Posted by Natasha in child welfare

≈ 2 Comments

A survey which has sought to examine what makes children around the world happy has just published its findings and the results are fascinating.

The Children’s Worlds study surveyed over 50,000 children between the ages of 8-12 and was published by the Jacobs Foundation, a Zurich-based nonprofit, last week.

15 countries in total were included, and incorporates so called ‘poor’ countries as well as ‘rich’ ones.

Children’s perceptions of happiness, schooling and more are detailed in this eye-opening report about how children view their world. It is well worth a read.

Last week’s report includes data relating to children aged 10-12, however it is hoped that a report focusing on 8-10 year olds will be released later this year.
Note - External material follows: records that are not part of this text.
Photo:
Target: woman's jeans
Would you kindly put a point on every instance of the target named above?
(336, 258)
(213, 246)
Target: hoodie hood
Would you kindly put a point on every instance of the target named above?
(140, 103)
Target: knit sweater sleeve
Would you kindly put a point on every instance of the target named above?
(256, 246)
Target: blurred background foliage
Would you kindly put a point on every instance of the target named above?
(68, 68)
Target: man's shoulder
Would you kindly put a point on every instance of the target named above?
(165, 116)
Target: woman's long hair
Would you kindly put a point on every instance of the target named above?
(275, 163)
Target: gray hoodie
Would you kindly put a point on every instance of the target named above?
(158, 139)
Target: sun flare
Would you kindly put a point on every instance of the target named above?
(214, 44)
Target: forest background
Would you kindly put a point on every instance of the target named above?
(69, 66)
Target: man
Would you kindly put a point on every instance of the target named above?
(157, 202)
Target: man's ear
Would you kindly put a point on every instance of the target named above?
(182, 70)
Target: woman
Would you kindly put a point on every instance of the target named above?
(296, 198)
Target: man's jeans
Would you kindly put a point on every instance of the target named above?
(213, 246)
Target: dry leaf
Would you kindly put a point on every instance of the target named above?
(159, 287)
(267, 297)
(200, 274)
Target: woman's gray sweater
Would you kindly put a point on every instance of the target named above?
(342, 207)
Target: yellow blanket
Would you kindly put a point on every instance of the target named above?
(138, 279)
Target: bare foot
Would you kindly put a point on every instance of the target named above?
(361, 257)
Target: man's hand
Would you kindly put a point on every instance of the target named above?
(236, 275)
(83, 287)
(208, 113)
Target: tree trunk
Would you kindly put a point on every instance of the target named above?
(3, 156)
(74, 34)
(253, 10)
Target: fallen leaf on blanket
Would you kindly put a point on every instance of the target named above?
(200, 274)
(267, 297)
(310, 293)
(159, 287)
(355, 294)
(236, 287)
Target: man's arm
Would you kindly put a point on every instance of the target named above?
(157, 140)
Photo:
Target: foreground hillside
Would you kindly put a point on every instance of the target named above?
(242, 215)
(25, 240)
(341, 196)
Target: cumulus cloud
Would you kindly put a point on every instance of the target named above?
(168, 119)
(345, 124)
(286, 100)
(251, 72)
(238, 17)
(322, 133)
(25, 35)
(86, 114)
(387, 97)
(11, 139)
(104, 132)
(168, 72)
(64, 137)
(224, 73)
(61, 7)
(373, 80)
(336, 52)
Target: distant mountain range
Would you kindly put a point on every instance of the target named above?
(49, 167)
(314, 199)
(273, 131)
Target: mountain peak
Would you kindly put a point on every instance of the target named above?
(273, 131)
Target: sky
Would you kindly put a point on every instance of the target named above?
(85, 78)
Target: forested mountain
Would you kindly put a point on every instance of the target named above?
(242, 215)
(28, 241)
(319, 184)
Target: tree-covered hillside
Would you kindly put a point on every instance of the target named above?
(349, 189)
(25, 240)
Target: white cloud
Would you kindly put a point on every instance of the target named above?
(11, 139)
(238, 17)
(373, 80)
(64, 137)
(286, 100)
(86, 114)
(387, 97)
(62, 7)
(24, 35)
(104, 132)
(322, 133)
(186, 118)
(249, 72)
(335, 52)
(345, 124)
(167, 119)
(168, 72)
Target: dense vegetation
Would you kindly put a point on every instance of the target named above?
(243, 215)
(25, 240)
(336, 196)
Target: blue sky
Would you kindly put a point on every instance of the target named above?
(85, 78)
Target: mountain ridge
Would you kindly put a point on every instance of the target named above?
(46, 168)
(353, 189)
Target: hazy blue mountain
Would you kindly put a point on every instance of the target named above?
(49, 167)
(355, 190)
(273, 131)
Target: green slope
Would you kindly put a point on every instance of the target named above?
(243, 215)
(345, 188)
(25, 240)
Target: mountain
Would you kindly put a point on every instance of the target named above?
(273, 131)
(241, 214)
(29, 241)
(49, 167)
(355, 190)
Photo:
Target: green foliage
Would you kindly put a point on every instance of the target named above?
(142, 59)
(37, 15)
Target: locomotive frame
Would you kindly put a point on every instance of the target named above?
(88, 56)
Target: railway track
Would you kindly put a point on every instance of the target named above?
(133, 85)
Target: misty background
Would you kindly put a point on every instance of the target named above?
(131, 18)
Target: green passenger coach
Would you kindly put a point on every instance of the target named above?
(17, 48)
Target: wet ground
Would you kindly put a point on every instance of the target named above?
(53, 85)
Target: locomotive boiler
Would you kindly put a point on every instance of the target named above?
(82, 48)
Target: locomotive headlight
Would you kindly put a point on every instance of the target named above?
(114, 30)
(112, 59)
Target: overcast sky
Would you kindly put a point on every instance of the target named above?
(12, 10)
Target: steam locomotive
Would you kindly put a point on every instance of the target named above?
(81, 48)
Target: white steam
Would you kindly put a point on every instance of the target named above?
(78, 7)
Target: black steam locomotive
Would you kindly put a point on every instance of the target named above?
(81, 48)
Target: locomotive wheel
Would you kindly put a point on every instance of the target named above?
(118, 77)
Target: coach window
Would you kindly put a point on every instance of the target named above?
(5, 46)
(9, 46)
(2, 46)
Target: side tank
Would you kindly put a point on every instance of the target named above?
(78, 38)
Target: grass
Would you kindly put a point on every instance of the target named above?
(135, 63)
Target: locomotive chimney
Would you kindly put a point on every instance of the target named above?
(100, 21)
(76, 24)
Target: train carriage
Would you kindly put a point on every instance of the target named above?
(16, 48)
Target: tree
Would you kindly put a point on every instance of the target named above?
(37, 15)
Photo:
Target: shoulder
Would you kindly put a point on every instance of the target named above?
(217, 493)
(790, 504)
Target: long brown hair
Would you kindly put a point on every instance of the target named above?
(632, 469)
Some key facts from the current report are added below:

  • Overall happiness is the same for boys and girls.
  • Compared with girls, boys feel more satisfied with their bodies and appearances in Europe and South Korea, but not in the African and South American countries surveyed.
  • About 60 percent of children in Nepal live with their parents and grandparents, while fewer than 10 percent of children in the U.K., Norway and Israel live in these multigenerational homes.
  • Children in some countries, including Algeria, Nepal and South Africa, spend much more time caring for siblings and other family members than do children in richer countries, such as Germany, Turkey and South Korea.